Спору нет, песни, конечно прекрасные, но мой любознательный дух на сём не успокоился и отправился читать и о Колчаке, и о Деникине, и о многих других.
В глазах образ Хабенского, великолепно изобразившего адмирала, и романс Розенбаума, и Ульянов-Чарнота, и Хлудов- Дворжецкий. Идеалы благородства и чести. Все верно.
Но, вот я читала отзывы. И не всегда они были однозначными. Писали, что тот самый благородный Колчак фактически устроил жестокий террор гражданского населения Забайкалья, обрек малочисленную народность - долганов на вымирание и мн.др.
Мила, как в известной песне поется: "А мы живем себе и движемся вперед. И если кто-нибудь когда-нибудь помрет, На то она история, история которая Ни слова, ни полслова не соврет!"
В советское время идеализировали красных, теперь - белых. А ведь еще древние греки заметили: "Ничто не может произойти из ничего, и никак не может то, что есть, уничтожиться". Почему возникают и войны, и революции, и распри вселенского масштаба? Да, потому что неравенство в человеческой натуре. Один непременно выше другого норовит встать. В Библии это прописано притчей о Каине и Авеле. Ведь если бы Бог не хотел, он бы неравенства- априори: злобы, зависти, зла - не допустил бы.
Почему все революции? Да, потому что господин, стоящий выше над подчиненным- всегда, хоть немножко, да угнетатель. Пусть самый добрый, самый милосердный господин - он все равно угнетатель, поскольку есть люди ниже него, и он хоть немного, но смотрит на них сверху вниз.
Кто такие были белые? Да, голубая кровь, белая кость и т.д. Но по сути, это были угнетатели. В изумительной любимой моей "Пошехонской старине" Салтыкова-Щедрина об этом очень хорошо сказано. Ведь, чтобы господа могли проявлять свое благородство, танцевать на балах, говорить по французски, поражать изысканными манерами и чудесными нарядами, какие-нибудь Глашки, Малашки, Наташки, которых и за людей-то не считали , а называли общим оскорбительным словом - "команда беспорточная" слепли в битком набитой людской, плетя своим барышням кружева на рубашки, или вышивая. То, что там барышни с пяльцами сидели в кисейных платьях у окна, растворенного в сад - это все, конечно, романтично, но ведь это они для забавы, для заделья - мол- де я вышивать умею!
А настоящая работа - жуткая, смертная - была в этих зловонных людских, на кухне, на полях, на огородах. Слугам при завале фруктов и овощей в людскую отсылалось только то, что уже основательно прокиснет, и т.д.
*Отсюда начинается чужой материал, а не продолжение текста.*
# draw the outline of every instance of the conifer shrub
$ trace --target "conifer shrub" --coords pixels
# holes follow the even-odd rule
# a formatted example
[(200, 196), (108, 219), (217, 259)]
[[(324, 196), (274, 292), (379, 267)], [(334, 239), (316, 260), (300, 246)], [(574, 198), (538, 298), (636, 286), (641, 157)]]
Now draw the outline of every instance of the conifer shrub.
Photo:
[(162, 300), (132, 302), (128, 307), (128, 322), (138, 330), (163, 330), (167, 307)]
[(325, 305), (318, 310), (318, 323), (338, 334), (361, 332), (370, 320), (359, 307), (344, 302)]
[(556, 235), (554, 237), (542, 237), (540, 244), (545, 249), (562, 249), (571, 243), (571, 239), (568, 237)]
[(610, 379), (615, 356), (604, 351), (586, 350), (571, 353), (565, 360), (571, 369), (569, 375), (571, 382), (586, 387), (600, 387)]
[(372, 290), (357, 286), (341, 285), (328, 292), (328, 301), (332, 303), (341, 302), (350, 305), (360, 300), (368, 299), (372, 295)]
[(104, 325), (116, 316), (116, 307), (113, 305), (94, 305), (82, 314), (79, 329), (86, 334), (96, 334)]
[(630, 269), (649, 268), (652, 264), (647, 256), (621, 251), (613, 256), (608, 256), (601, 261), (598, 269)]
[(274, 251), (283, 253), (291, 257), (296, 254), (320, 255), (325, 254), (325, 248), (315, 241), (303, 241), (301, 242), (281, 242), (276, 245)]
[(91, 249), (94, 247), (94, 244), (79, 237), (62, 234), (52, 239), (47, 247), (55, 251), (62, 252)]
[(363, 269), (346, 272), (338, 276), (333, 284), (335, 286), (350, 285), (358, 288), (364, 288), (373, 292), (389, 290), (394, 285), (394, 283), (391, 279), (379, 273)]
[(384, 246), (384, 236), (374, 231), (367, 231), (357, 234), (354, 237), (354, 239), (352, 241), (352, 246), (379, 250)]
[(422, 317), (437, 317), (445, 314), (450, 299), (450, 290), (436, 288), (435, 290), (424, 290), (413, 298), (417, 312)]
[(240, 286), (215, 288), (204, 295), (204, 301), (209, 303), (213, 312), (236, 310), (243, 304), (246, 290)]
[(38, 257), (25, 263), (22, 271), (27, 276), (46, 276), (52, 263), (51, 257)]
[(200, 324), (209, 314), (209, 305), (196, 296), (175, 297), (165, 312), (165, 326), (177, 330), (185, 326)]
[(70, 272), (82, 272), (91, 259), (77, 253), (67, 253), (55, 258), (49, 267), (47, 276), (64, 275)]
Когда цветок цветет и благоухает, он тоже не знает, и не догадывается, что своей красотой, ароматом и белизной он обязан черным заскорузлым, кривым корням, которые тесно переплелись в иле, в земле, в песке. Этих корней никто не видит, а если бы увидели, то ужаснулись! Все восхищаются цветами, так ведь цветы появляются за счет покривленных корней.
Но это цветы. Корни бунт не устроят и наружу не вылезут.
А вот у людей терпение может лопнуть. Невозможно ведь всегда одним - все, а другим - ничего. Оттого и революции.
Другое дело, что раб, дорвавшийся до власти тоже начинает угнетать. Примерно так поступали и красные, когда даже за само упоминание, о том, что принадлежишь к княжескому роду могли расстрелять...
Увы, все одним миром мазаны...Да, можно тосковать сердцем по чудесному миру дворянских усадеб, с неспешным интеллигентными беседами хозяев, звуками рояля в глубине дома, по всему тому что ты так замечательно выразила в своем рассказе, но, по сути, во многом, многих представителей "белой кости" постигло возмездие за то, что если и не они сами, то их предки унижали и обижали простых людей.
Спасибо тебе, Милочка! Действительно, глубокий рассказ, очень много раздумий вызывает.